За свою долгую жизнь Бансумана никогда не видел ни солнца, ни человека, ни дерева. Но его лицо отражало неизмеримый мир, бурный, жаждущий, полный страстей, ласковый мир. Великий мир искусства, мир большой истории. Он никогда не видел, хранитель древних и древнейших сокровищ своего народа, но он освещает их силой своего человеческого сердца.
Говорят, Гомер был слеп. Может быть, это и правда. Ведь и слепой Бансумана — ясновидец.
Как Кати становится новым городом
Утром, когда пламенеющие деревья еще бросали через улицу свои стройные тени, Диавара был уже внизу перед отелем, а рядом с ним стояло какое-то удивительное существо из рода автомобилей. Он радовался, что ошеломил нас.
— Стар, как баобаб, — кричит Диавара, задрав голову вверх. Мы узнаем, что машина принадлежит его другу, который уехал на несколько недель. — Влезайте без раздумий, сегодня мы увидим нечто особенное.
И вот он, одетый в белое, уже сидит перед нами за рулем древнего «Ситроена», гремящего жестяного автомобиля. Так началась наша поездка в неизвестное и особенное.
Нужно быть справедливым к Диаваре. Ему тридцать четыре года, из них тридцать три он прожил как цветной подданный во французской колонии. Его жизнь была жизнью без отчизны, без отдыха. Неутомим он и сегодня. Теперь у Диавары домик на краю города, потому что он, по его словам, не терпит шума. Наш гид страстно любит охоту, про которую может рассказывать истории более фантастические, чем сам барон Мюнхгаузен; он избегает алкоголя по той причине, что мусульманин никогда не должен брать в рот спиртного, и, наморщив лоб, молча смотрит мимо, когда пьют другие. Со скрежетом переключая скорости нашего драндулета, в попытке преодолеть гору по дороге на Кулубу, он продолжает разговор на излюбленную тему:
— В целом они подлецы, месье. Сначала они посылают белых патеров, миссионеров, словно дело идет только о религии. Затем приходят солдаты и торговцы. И в один прекрасный день, проснувшись, обнаруживаешь, что ты живешь в колонии. Все французы — подлецы.
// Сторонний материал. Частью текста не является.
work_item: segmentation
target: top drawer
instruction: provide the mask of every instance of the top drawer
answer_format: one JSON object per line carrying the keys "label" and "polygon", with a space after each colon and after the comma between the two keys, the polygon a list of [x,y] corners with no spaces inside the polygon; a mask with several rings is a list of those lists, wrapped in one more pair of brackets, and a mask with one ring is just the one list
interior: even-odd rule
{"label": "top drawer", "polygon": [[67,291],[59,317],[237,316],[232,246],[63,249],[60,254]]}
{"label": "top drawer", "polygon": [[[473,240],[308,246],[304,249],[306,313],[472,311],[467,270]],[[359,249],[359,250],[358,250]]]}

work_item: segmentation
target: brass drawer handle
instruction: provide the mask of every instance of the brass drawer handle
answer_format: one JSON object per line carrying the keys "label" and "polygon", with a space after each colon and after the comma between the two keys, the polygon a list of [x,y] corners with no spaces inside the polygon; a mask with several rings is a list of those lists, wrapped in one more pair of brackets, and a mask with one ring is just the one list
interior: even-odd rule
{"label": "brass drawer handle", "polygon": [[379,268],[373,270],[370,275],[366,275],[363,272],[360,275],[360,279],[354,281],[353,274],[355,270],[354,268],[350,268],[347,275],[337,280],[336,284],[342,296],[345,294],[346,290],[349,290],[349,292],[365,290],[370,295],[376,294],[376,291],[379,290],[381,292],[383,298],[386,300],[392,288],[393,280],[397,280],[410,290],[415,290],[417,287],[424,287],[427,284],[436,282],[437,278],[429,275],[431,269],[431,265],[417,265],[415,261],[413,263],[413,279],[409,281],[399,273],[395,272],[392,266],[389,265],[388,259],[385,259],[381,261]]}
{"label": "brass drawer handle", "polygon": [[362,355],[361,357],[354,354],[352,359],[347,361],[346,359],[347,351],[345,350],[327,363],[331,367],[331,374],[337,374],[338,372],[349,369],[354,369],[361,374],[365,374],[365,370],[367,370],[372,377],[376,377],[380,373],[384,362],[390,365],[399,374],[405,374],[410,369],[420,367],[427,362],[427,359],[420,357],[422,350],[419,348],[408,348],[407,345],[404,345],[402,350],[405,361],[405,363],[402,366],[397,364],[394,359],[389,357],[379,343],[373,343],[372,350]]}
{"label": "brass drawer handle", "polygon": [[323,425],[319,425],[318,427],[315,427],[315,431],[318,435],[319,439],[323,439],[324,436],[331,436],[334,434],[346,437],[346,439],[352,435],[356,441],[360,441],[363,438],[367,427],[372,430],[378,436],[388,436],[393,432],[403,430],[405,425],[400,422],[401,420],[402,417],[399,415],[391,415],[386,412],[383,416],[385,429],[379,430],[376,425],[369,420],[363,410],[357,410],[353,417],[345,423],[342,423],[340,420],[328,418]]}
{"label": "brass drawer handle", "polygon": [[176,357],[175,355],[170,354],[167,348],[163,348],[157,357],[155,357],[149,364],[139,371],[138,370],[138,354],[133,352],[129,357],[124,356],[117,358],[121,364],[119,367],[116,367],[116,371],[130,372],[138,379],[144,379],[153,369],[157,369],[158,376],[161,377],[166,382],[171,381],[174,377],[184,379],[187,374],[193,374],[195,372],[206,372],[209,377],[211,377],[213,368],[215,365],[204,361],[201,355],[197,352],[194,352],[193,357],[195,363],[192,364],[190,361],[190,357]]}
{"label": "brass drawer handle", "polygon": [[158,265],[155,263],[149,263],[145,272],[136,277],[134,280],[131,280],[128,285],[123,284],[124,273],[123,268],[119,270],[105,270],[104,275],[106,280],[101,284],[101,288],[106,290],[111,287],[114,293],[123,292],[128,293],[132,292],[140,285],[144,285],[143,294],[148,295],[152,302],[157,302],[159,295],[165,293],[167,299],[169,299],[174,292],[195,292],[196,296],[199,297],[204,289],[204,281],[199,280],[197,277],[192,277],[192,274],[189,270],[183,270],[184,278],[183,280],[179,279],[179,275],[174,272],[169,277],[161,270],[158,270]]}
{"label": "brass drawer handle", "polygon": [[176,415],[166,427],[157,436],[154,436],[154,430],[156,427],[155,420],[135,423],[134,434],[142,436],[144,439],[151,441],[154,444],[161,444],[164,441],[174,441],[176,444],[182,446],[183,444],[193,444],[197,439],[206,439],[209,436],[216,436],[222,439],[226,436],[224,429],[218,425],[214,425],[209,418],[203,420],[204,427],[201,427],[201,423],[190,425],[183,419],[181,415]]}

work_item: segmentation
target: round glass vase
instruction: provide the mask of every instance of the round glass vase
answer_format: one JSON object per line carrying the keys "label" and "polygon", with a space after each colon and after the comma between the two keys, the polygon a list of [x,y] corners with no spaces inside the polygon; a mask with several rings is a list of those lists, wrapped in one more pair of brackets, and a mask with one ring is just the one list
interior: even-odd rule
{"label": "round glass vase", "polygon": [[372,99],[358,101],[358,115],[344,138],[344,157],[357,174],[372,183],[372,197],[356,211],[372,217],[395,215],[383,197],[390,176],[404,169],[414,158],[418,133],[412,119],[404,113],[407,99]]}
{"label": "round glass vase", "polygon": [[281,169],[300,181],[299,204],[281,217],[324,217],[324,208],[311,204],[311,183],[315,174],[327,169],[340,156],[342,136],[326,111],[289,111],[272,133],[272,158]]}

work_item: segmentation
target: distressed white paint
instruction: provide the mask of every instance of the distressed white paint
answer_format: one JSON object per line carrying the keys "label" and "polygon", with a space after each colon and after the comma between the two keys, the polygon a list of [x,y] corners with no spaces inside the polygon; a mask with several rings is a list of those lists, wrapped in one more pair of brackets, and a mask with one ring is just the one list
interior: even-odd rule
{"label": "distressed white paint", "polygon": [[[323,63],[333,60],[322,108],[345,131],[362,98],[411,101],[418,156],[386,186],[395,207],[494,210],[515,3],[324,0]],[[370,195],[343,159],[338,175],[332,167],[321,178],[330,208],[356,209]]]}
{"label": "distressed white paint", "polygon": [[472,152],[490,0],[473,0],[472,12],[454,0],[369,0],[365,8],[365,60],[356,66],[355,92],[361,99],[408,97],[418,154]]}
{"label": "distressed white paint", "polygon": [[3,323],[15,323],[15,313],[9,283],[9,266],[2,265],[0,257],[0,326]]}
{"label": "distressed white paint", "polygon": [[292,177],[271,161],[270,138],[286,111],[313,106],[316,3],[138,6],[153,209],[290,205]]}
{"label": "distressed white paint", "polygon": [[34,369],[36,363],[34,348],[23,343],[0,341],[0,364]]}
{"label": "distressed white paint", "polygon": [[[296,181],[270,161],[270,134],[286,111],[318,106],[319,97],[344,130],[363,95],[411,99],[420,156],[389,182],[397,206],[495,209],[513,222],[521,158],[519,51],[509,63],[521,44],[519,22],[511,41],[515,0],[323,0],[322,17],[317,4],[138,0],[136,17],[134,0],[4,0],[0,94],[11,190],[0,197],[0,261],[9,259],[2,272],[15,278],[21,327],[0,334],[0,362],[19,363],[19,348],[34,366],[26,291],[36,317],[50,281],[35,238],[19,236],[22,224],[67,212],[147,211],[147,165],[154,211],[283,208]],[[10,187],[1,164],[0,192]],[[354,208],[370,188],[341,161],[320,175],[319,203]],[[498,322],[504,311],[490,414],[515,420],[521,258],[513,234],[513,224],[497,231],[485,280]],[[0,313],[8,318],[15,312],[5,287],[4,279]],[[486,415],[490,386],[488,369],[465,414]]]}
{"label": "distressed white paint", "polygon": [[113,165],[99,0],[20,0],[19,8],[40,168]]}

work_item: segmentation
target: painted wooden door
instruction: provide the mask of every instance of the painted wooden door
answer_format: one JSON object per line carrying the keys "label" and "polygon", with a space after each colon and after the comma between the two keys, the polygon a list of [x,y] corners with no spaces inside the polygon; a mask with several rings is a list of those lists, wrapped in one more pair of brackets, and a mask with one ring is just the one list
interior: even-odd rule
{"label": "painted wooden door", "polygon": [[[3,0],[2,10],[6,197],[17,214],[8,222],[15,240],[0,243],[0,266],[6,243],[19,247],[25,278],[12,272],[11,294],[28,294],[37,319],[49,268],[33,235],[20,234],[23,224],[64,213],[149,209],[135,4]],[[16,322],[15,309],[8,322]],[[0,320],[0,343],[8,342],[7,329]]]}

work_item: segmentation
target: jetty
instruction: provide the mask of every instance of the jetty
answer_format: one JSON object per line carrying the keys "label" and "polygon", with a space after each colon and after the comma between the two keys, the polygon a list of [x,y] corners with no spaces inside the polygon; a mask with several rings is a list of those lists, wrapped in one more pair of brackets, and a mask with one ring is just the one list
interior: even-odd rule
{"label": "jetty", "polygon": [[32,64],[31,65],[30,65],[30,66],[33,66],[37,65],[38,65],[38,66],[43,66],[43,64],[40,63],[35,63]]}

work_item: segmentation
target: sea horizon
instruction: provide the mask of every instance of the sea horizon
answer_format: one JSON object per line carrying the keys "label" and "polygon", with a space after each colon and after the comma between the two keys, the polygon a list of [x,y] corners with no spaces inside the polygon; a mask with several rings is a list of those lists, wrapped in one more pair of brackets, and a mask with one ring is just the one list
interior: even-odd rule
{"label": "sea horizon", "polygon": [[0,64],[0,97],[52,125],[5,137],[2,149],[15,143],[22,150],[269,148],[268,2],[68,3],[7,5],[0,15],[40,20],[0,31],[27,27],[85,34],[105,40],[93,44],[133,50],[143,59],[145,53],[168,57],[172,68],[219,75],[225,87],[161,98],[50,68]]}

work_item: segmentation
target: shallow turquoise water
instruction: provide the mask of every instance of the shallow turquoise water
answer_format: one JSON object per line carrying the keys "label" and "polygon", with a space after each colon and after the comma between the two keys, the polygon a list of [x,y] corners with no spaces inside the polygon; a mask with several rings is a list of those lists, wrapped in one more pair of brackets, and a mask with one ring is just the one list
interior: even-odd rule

— Совершенно верно, — бросаю я, — все верно, за исключением последнего.
— Ах, месье! — возражение Диавары звучит как философский вздох. Потом он замолкает и пытается выжать все до предела из своего «бебе», этого дряхлого ящика, а горе все нет конца. Возможно, Диавара точно знает, что накопившийся гнев еще раз поможет ему достигнуть цели.
Нужно быть справедливым к Диаваре, когда он в маленьком городе Кати, удаленном от Бамако на пятнадцать километров, превращается в пламенного агитатора, в пылкого патриота, преодолевая даже привитую ему с детства мусульманскую идеологию кисмета — судьбы… Он ведет нас в старый квартал с кривыми узкими улочками, где вперемежку стоят ящикообразные глинобитные дома и круглые крестьянские хижины. Куры вырыли себе ванны в теплой земле переулка; мальчик тянет козу из одного дома в другой; осел, прижавшись к глиняной стене, сонно лежит в тени и, скучая, смотрит нам вслед. Из-за угла прямо на нас выскакивают голые и полуголые, припудренные пылью детишки. «Бонжур, месье, бонжур», — галдят они хором и, как все дети, останавливаются только тогда, когда их прогоняет Диавара. Он никогда не потерпит, чтобы Хельга фотографировала подобных детей; я не могу больше видеть голого ребенка, чтобы не вспомнить торжественные слова Диавары о достоинстве его страны. Нужно быть справедливым, хотя это не всегда легко. Кто тридцать три года своей жизни видел честь своей страны, растоптанной в грязи, того нельзя осуждать, если он иногда святое понятие достоинства носит перед собой как фетиш.
— Здесь воняет, — замечает Хельга, принюхиваясь, — только чем? Ты не чувствуешь? Рыбой? Тухлой, сушеной, гнилой?..
Диавара останавливается среди раскаленного переулка.